È stata sequestrata dalla Guardia di Finanza un’azienda operante nel settore dell’allevamento di bufali e della produzione di latte crudo, ritenuta nella diretta disponibilità di Antonio e Carmine Zagaria, fratelli del boss Michele Zagaria, e da loro utilizzata per favorire gli interessi economici del clan dei Casalesi.
Secondo quanto emerso dalle indagini, l’azienda oggetto di sequestro sarebbe stata impiegata dai fratelli Zagaria quale “schermo” per consentire alla loro famiglia di “reimpossessarsi”, in maniera occulta e fraudolenta, dell’azienda bufalina di proprietà della madre Raffaela Fontana, da tempo affidata alla gestione di un amministratore giudiziario in quanto già colpita da diverse misure giudiziarie.

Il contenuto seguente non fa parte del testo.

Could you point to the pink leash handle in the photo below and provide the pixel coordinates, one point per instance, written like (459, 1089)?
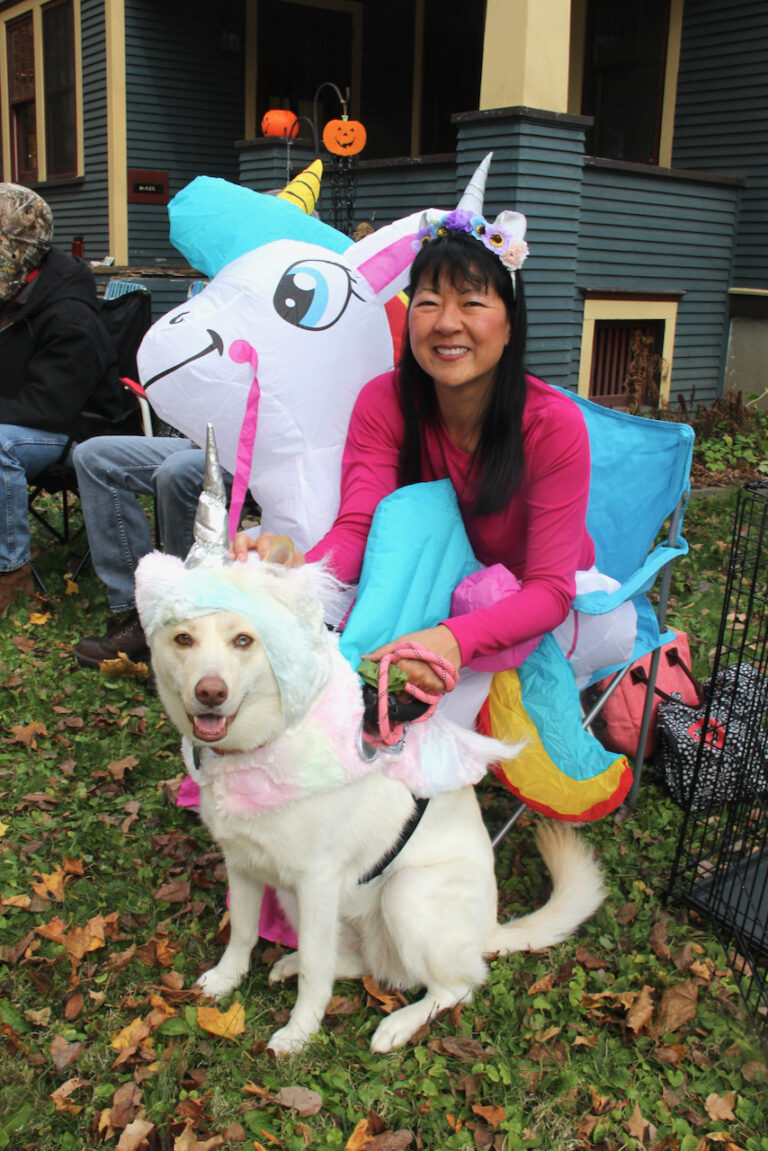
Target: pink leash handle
(407, 649)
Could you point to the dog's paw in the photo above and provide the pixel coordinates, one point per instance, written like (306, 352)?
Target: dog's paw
(394, 1031)
(286, 968)
(217, 984)
(287, 1041)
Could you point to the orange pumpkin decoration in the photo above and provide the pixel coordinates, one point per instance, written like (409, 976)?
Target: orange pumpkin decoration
(344, 137)
(280, 122)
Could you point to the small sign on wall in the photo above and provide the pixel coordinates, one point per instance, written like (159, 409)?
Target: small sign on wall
(147, 187)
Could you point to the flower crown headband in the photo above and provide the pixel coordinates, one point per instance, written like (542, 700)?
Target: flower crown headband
(503, 236)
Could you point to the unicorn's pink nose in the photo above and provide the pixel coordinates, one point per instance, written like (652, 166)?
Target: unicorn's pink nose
(242, 352)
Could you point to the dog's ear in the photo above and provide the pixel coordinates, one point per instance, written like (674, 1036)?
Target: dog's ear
(281, 551)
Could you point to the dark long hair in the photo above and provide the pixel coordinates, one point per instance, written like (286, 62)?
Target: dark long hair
(499, 455)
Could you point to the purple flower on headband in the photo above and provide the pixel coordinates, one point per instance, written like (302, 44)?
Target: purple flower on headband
(458, 220)
(502, 241)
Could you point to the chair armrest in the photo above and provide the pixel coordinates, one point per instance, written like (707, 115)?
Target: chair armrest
(598, 603)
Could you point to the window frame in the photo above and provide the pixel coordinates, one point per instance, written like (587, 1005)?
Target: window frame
(8, 17)
(628, 309)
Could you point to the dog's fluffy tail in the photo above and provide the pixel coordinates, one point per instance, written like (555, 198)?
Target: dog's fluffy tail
(577, 893)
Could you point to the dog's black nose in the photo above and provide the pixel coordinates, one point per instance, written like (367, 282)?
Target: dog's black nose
(211, 691)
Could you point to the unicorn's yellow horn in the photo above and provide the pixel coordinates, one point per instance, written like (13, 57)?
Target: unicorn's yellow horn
(304, 189)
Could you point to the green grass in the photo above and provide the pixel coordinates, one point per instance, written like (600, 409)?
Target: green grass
(549, 1054)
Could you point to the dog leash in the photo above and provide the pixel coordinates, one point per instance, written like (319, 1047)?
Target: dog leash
(385, 717)
(407, 831)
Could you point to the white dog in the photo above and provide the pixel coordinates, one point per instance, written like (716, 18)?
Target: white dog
(271, 714)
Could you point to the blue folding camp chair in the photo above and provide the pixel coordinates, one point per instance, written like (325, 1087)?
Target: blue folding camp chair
(639, 485)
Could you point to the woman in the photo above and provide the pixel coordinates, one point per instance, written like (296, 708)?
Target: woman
(459, 405)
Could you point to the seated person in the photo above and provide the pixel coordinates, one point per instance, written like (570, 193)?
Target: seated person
(112, 473)
(55, 358)
(516, 450)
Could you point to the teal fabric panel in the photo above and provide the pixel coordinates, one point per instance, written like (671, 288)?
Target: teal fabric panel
(416, 555)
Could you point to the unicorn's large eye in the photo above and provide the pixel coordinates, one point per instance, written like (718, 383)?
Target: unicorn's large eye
(313, 294)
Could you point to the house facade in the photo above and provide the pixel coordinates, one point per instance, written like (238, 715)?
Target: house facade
(632, 136)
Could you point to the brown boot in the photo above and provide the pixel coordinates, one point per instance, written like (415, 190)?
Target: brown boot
(16, 585)
(126, 635)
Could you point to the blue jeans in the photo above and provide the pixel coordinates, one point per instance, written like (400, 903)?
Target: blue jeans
(24, 452)
(112, 472)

L’azienda sottoposta a sequestro, composta da diversi immobili e manufatti attrezzature agricole e per la mungitura nonché circa 350 capi di bestiame, ha un valore stimato intorno ai 2 milioni di euro.
In particolare, dopo aver sostanzialmente esautorato dalle proprie funzioni l’amministratore giudiziario della ditta “FONTANA RAFFAELA”, a partire dal 2006 i fratelli Carmine e Antonio hanno, di fatto, operato una vera e propria co-gestione tra le citate aziende e quella intestata alla madre attraverso: la coincidenza della sede legale e operativa e il conseguente utilizzo promiscuo di gran parte dei locali, degli impianti e degli animali già presenti all’interno dell’azienda sottoposta ad amministrazione giudiziaria.
La commistione, anche sotto il profilo contabile, dei rapporti commerciali con l’unico fornitore (una società operante nel settore dei mangimi) e l’unico cliente (una società di produzione casearia) che risultavano comuni alle aziende contemporaneamente presenti nello stesso luogo di esercizio dell’attività; l’ampio ricorso all’interno di tali rapporti ad operazioni di sovra e sotto fatturazione in acquisto e/o in vendita, così da consentire la creazione di liquidità occulta che veniva sistematicamente sottratta dalle casse aziendali per essere messa a disposizione della famiglia Zagaria.
Il piano predisposto dal boss, quindi, ha consentito di neutralizzare per anni gli effetti delle misure cautelari reali e ablative gravanti sulla ditta Fontana Raffaela per poi, addirittura, rientrare nella piena disponibilità della quasi totalità dei beni aziendali confiscati alla ditta stessa, mediante un acquisto all’asta a prezzo stracciato (solo 100.000 euro) per subentrare nell’attività.